A recent work trip down to Billerica, MA left me passing through Lowell around breakfast time, and a quick trip through the Lowell area quickly led me to The Owl Diner. I’ll fully admit to having a weakness for classic Worcester Diners, and the relatively busy parking lot showed that the Owl was definitely popular with the locals. So I decided it was indeed time for breakfast, and headed inside.
I always enjoy it when a restaurant gives you a strong first impression walking in the door, and in the case of the Owl, it was actually two simultaneous impressions. One of these was the giant griddle opposite of the door, with a giant mountain of home fries sizzling away. While in general I’m more of a hash brown person than a home fries person, when home fries are done seriously well, I rather enjoy them, and this giant grill full of them immediately made me hungry.
But the other thing that happened right as I walked in the door was all four people working, including a head sticking out from the kitchen, momentarily stopped to welcome me to the Owl. This wasn’t some sort of fake-corporate welcome (like “Welcome to Moe’s”), but an actual, well-meant friendly welcome.
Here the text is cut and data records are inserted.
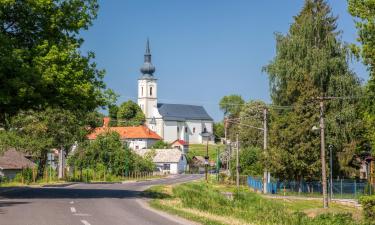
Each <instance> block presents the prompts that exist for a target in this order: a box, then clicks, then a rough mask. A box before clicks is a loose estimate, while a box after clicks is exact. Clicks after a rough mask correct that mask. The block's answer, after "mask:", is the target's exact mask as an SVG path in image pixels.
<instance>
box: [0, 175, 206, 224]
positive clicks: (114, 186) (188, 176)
mask: <svg viewBox="0 0 375 225" xmlns="http://www.w3.org/2000/svg"><path fill="white" fill-rule="evenodd" d="M199 178H201V175H176V176H173V177H169V178H164V179H160V180H152V181H143V182H133V183H124V184H74V185H71V186H68V187H49V188H18V189H16V190H11V191H6V192H3V193H0V224H1V225H120V224H121V225H124V224H130V225H132V224H134V225H147V224H156V225H171V224H193V223H191V222H189V221H186V220H183V219H181V218H178V217H175V216H170V215H168V214H166V213H162V212H157V211H156V210H152V209H150V208H149V207H148V206H147V204H146V203H145V202H144V201H143V200H142V198H141V197H140V196H139V194H140V193H141V192H142V191H143V190H145V189H147V188H148V187H149V186H151V185H158V184H173V183H180V182H187V181H191V180H196V179H199Z"/></svg>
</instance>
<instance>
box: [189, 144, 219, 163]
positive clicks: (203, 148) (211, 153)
mask: <svg viewBox="0 0 375 225" xmlns="http://www.w3.org/2000/svg"><path fill="white" fill-rule="evenodd" d="M217 148H220V150H221V151H223V145H208V156H209V157H210V160H214V161H216V158H217ZM197 155H199V156H205V155H206V145H205V144H191V145H189V152H188V159H191V158H193V156H197Z"/></svg>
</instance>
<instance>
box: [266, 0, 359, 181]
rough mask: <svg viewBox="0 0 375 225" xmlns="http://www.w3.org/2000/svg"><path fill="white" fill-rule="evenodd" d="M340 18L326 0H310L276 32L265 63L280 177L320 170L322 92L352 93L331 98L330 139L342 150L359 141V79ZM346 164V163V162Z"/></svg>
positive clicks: (325, 111) (272, 144)
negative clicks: (291, 19)
mask: <svg viewBox="0 0 375 225" xmlns="http://www.w3.org/2000/svg"><path fill="white" fill-rule="evenodd" d="M336 21H337V18H336V17H335V16H333V15H332V13H331V9H330V7H329V6H328V4H327V3H326V2H325V1H324V0H306V1H305V4H304V6H303V8H302V10H301V12H300V13H299V14H298V15H297V16H296V17H294V22H293V24H292V25H291V26H290V29H289V32H288V33H287V34H286V35H282V34H276V56H275V58H274V59H273V60H272V61H271V62H270V63H269V64H268V65H267V66H265V67H264V70H265V71H266V72H267V73H268V75H269V79H270V87H271V90H270V91H271V98H272V103H273V104H275V105H280V106H290V109H289V110H288V109H273V110H271V121H272V122H271V127H270V146H271V154H272V153H273V154H274V155H273V156H270V157H271V158H272V157H273V158H274V159H275V160H272V161H274V162H275V164H277V165H274V168H275V172H276V173H277V175H279V177H284V178H292V179H302V178H305V179H317V178H318V177H319V173H320V167H321V165H320V160H319V157H320V150H319V149H320V146H319V143H320V142H319V136H318V135H317V134H315V133H313V132H312V131H311V128H312V127H313V126H314V125H315V126H316V125H317V124H318V122H319V104H318V102H317V101H316V100H314V99H316V98H317V97H325V96H335V97H349V98H348V99H347V100H339V101H336V100H333V101H328V102H326V107H325V112H326V118H327V130H328V132H327V143H328V144H334V145H335V147H336V151H337V152H350V153H352V152H353V151H352V150H353V149H354V148H355V147H356V139H355V138H356V137H355V132H353V131H355V129H354V128H355V124H356V122H358V113H357V112H356V110H355V108H356V107H354V105H353V104H354V103H355V101H354V100H353V99H352V100H350V97H351V96H357V94H358V91H360V84H359V81H358V78H357V76H356V75H355V74H354V73H353V72H352V71H351V70H350V69H349V67H348V63H347V61H348V58H347V57H348V52H349V50H348V47H347V46H345V45H344V44H343V43H342V42H341V40H340V36H339V35H340V31H338V30H337V23H336ZM346 166H347V165H346Z"/></svg>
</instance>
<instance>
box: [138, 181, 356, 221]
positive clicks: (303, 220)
mask: <svg viewBox="0 0 375 225" xmlns="http://www.w3.org/2000/svg"><path fill="white" fill-rule="evenodd" d="M228 192H230V193H232V195H231V196H228ZM144 196H146V197H148V198H151V199H152V200H151V201H150V206H151V207H153V208H156V209H159V210H162V211H166V212H169V213H171V214H175V215H178V216H181V217H184V218H186V219H189V220H192V221H196V222H199V223H202V224H210V225H211V224H214V225H217V224H230V225H243V224H288V225H289V224H291V225H294V224H307V225H310V224H311V225H312V224H320V225H331V224H332V225H339V224H340V225H349V224H350V225H351V224H354V225H355V224H362V221H361V210H359V209H356V208H353V207H349V206H343V205H340V204H331V205H330V206H331V208H330V209H328V210H325V209H323V208H322V207H321V206H322V203H321V201H311V200H309V201H306V200H287V201H285V200H283V199H267V198H264V197H263V196H261V195H259V194H257V193H254V192H251V191H250V190H249V189H247V188H242V189H239V190H237V189H236V188H234V187H233V186H222V185H213V184H206V183H204V182H202V181H200V182H190V183H185V184H180V185H176V186H154V187H152V188H150V189H148V190H146V191H145V192H144Z"/></svg>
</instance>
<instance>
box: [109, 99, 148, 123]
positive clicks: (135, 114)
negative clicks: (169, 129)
mask: <svg viewBox="0 0 375 225" xmlns="http://www.w3.org/2000/svg"><path fill="white" fill-rule="evenodd" d="M116 119H117V126H138V125H142V124H143V123H144V122H145V120H146V117H145V115H144V114H143V112H142V110H141V108H140V107H139V105H137V103H135V102H133V101H131V100H129V101H127V102H124V103H122V104H121V105H120V107H119V108H118V110H117V118H116Z"/></svg>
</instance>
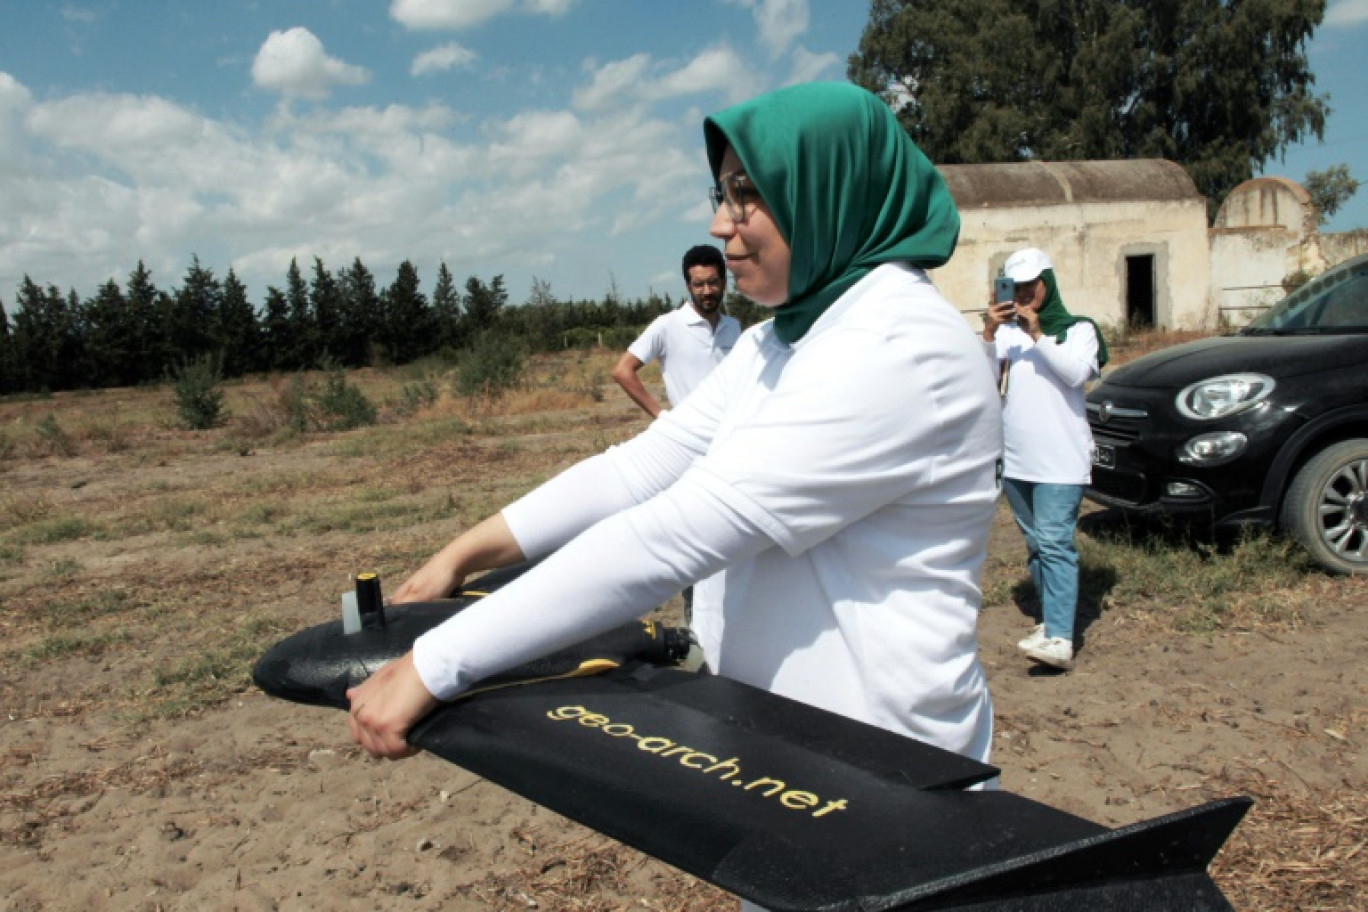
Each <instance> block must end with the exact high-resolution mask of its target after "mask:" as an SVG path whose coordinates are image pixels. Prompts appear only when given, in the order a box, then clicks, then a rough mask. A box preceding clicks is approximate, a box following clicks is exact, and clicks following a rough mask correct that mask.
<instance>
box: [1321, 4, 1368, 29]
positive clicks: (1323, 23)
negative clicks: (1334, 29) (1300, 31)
mask: <svg viewBox="0 0 1368 912" xmlns="http://www.w3.org/2000/svg"><path fill="white" fill-rule="evenodd" d="M1364 22H1368V0H1339V3H1334V0H1332V1H1331V3H1330V8H1328V10H1326V19H1324V22H1323V25H1327V26H1357V25H1363V23H1364Z"/></svg>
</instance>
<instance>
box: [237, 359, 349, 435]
mask: <svg viewBox="0 0 1368 912" xmlns="http://www.w3.org/2000/svg"><path fill="white" fill-rule="evenodd" d="M324 369H326V371H327V373H324V376H323V383H321V384H319V383H316V381H312V380H309V379H308V377H306V376H305V375H301V373H297V375H294V376H293V377H290V381H289V383H286V384H285V386H283V387H282V388H280V390H279V392H278V397H276V403H275V407H274V409H271V407H264V410H263V407H259V412H261V414H259V416H257V417H256V420H254V421H253V423H252V424H253V427H254V428H257V429H260V431H264V429H268V428H269V427H271V425H272V424H276V423H279V424H283V425H287V427H289V428H290V429H293V431H294V432H297V433H305V432H308V431H350V429H352V428H360V427H363V425H369V424H375V421H376V410H375V406H373V405H371V401H369V399H367V398H365V394H364V392H361V390H360V388H358V387H356V386H353V384H350V383H347V379H346V371H345V369H342V368H341V366H337V365H335V364H334V362H326V364H324ZM274 416H280V417H279V418H275V417H274Z"/></svg>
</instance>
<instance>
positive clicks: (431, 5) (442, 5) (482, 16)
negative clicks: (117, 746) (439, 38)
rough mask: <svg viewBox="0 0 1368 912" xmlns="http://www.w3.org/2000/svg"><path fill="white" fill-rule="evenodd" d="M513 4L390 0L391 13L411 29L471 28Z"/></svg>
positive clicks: (404, 24) (472, 0)
mask: <svg viewBox="0 0 1368 912" xmlns="http://www.w3.org/2000/svg"><path fill="white" fill-rule="evenodd" d="M512 5H513V0H391V3H390V16H391V18H393V19H394V21H395V22H398V23H399V25H402V26H405V27H408V29H469V27H471V26H476V25H480V23H482V22H484V21H486V19H491V18H494V16H497V15H499V14H501V12H505V11H506V10H508V8H509V7H512Z"/></svg>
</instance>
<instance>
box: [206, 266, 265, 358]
mask: <svg viewBox="0 0 1368 912" xmlns="http://www.w3.org/2000/svg"><path fill="white" fill-rule="evenodd" d="M218 316H219V319H218V324H216V327H215V343H216V345H215V347H216V349H218V351H219V353H220V354H222V357H223V362H222V368H223V373H224V376H230V377H237V376H241V375H244V373H248V372H250V371H260V369H263V368H265V366H268V365H267V362H265V358H264V357H263V350H261V324H260V323H259V321H257V314H256V308H253V306H252V301H250V299H249V298H248V287H246V286H245V284H242V280H241V279H238V273H237V272H234V271H233V267H228V275H227V276H226V278H224V279H223V298H222V301H220V302H219V314H218Z"/></svg>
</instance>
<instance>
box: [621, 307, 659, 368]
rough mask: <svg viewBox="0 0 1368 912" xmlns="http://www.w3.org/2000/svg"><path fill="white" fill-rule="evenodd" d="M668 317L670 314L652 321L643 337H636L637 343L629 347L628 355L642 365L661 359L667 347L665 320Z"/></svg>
mask: <svg viewBox="0 0 1368 912" xmlns="http://www.w3.org/2000/svg"><path fill="white" fill-rule="evenodd" d="M668 316H669V314H668V313H666V314H662V316H658V317H655V319H654V320H651V324H650V325H648V327H646V330H644V331H643V332H642V335H639V336H636V342H633V343H632V345H629V346H627V351H628V354H631V356H632V357H633V358H636V360H637V361H640V362H642V364H650V362H651V361H654V360H655V358H658V357H661V351H662V349H663V347H665V340H663V336H665V325H663V320H665V317H668Z"/></svg>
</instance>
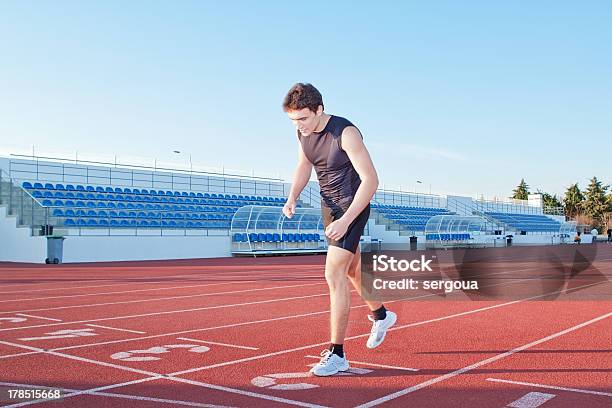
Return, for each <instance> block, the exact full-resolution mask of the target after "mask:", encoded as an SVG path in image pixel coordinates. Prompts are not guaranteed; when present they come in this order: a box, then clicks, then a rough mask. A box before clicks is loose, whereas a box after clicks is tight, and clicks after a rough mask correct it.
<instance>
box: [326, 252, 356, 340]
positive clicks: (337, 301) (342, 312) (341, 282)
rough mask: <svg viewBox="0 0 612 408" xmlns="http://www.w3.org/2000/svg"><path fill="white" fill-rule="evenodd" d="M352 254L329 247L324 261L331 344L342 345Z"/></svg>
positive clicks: (345, 331) (348, 311)
mask: <svg viewBox="0 0 612 408" xmlns="http://www.w3.org/2000/svg"><path fill="white" fill-rule="evenodd" d="M352 260H353V253H352V252H350V251H347V250H346V249H342V248H338V247H335V246H331V245H330V246H329V247H328V249H327V258H326V260H325V280H326V281H327V285H328V286H329V301H330V311H331V313H330V329H331V342H332V344H343V343H344V336H345V334H346V327H347V325H348V316H349V310H350V306H351V294H350V290H349V285H348V280H347V273H348V269H349V265H350V264H351V261H352Z"/></svg>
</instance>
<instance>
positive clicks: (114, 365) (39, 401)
mask: <svg viewBox="0 0 612 408" xmlns="http://www.w3.org/2000/svg"><path fill="white" fill-rule="evenodd" d="M0 344H6V345H8V346H14V347H20V348H24V349H26V350H32V351H38V352H42V353H45V354H49V355H52V356H57V357H63V358H66V359H69V360H76V361H81V362H85V363H91V364H95V365H99V366H103V367H111V368H116V369H118V370H123V371H130V372H133V373H138V374H144V375H147V376H148V377H147V378H142V379H140V380H134V381H128V382H123V383H119V384H111V385H106V386H103V387H97V388H92V389H89V390H83V391H78V392H75V393H73V394H68V395H64V396H62V399H65V398H68V397H73V396H77V395H83V394H89V393H91V392H94V391H102V390H107V389H111V388H119V387H124V386H126V385H130V384H137V383H143V382H148V381H153V380H160V379H165V380H170V381H175V382H180V383H184V384H191V385H195V386H198V387H202V388H208V389H213V390H218V391H225V392H229V393H232V394H238V395H245V396H249V397H254V398H259V399H264V400H270V401H276V402H280V403H285V404H289V405H297V406H300V407H305V408H326V407H324V406H322V405H317V404H310V403H307V402H302V401H295V400H291V399H287V398H280V397H274V396H271V395H266V394H258V393H256V392H252V391H245V390H241V389H237V388H230V387H223V386H220V385H215V384H208V383H204V382H201V381H195V380H189V379H187V378H180V377H174V376H172V374H165V375H164V374H159V373H155V372H153V371H147V370H140V369H137V368H132V367H126V366H122V365H118V364H113V363H107V362H104V361H98V360H92V359H89V358H84V357H78V356H73V355H71V354H64V353H58V352H55V351H51V350H43V349H41V348H38V347H32V346H26V345H24V344H15V343H11V342H8V341H3V340H0ZM48 401H49V400H35V401H26V402H23V403H20V404H15V405H13V406H12V407H17V406H19V407H21V406H26V405H32V404H38V403H41V402H48Z"/></svg>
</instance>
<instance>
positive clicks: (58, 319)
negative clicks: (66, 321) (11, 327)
mask: <svg viewBox="0 0 612 408" xmlns="http://www.w3.org/2000/svg"><path fill="white" fill-rule="evenodd" d="M17 316H25V317H33V318H35V319H42V320H51V321H52V322H61V321H62V320H60V319H52V318H50V317H42V316H35V315H27V314H25V313H17Z"/></svg>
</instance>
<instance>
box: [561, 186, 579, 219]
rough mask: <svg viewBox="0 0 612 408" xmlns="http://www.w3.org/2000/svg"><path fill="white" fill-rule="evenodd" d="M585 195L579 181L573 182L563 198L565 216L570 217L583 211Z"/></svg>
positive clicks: (571, 217)
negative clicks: (579, 184) (583, 206)
mask: <svg viewBox="0 0 612 408" xmlns="http://www.w3.org/2000/svg"><path fill="white" fill-rule="evenodd" d="M583 201H584V196H583V195H582V192H581V191H580V188H579V187H578V183H575V184H572V185H571V186H569V187H568V188H567V190H566V191H565V197H564V198H563V208H565V216H566V217H568V218H569V219H572V218H574V217H576V215H578V214H579V213H580V211H582V202H583Z"/></svg>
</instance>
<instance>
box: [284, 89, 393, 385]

The friendliness continued as I sat at the counter: my server was quite chatty: she realized right off the bat that I wasn’t one of the regulars, asking where I was coming from, what I was doing in Lowell, and what drew me into the Diner. And when I said that I really liked diner food, I immediately got a strong recommendation: “If you really like good diner food, then it’s really clear what you should order: order one of our Benedicts.” So, after looking at their menu, my mind was quickly made up: I’d try their Irish Benedict (with grilled CBH instead of Canadian Bacon), with a side of the home fries.
I’ll start with the home fries: these were every bit as good as they looked. The outside of my home fries were perfectly crisped golden-brown, with a fair bit of crunch and more than a little butter taste (hey, I didn’t claim these were healthy!), but not overwhelmed in grease. The insides, however, were light and fluffy without being dried out. These were pretty much the perfect expression of “home fries”, of the sort I don’t usually get since there really isn’t any way of shortcutting them: you have to start with good potatoes, par cook them to soften them, and then finish them by slowly grilling them on a griddle (like the one that greeted my arrival). You just don’t get that sort of quality with pre-cooked or deep-fried home fries.
The Irish Benedict was no slouch, either. Each layer was nicely done: the eggs perfectly poached in pillowy splendor, a nice, ample layer of good corned-beef hash cooked to a crisp just as good as the home fries, a pleasantly tangy but still light Hollandaise, and an English muffin that had been griddled just to the point of starting to be crunchy. This was exactly what I want in a great Benedict, and it was nice to see each layer of it assembled perfectly.
As an aside, when I mentioned to my server (a member of the family that runs the Owl) that one of my other favorite Benedicts was the thick-sliced ham Benedit at the well-regarded Dream Diner in Tyngsborough, MA up the road, I was surprised to find that the Dream Diner was opened by her daughter… So good diner fare and service definitely run in the family. I’m hoping that another work trip to MA will allow another visit to the Owl (or it’s cousin the Dream Diner) soon, since I always enjoy a good Benedict and some great home fries.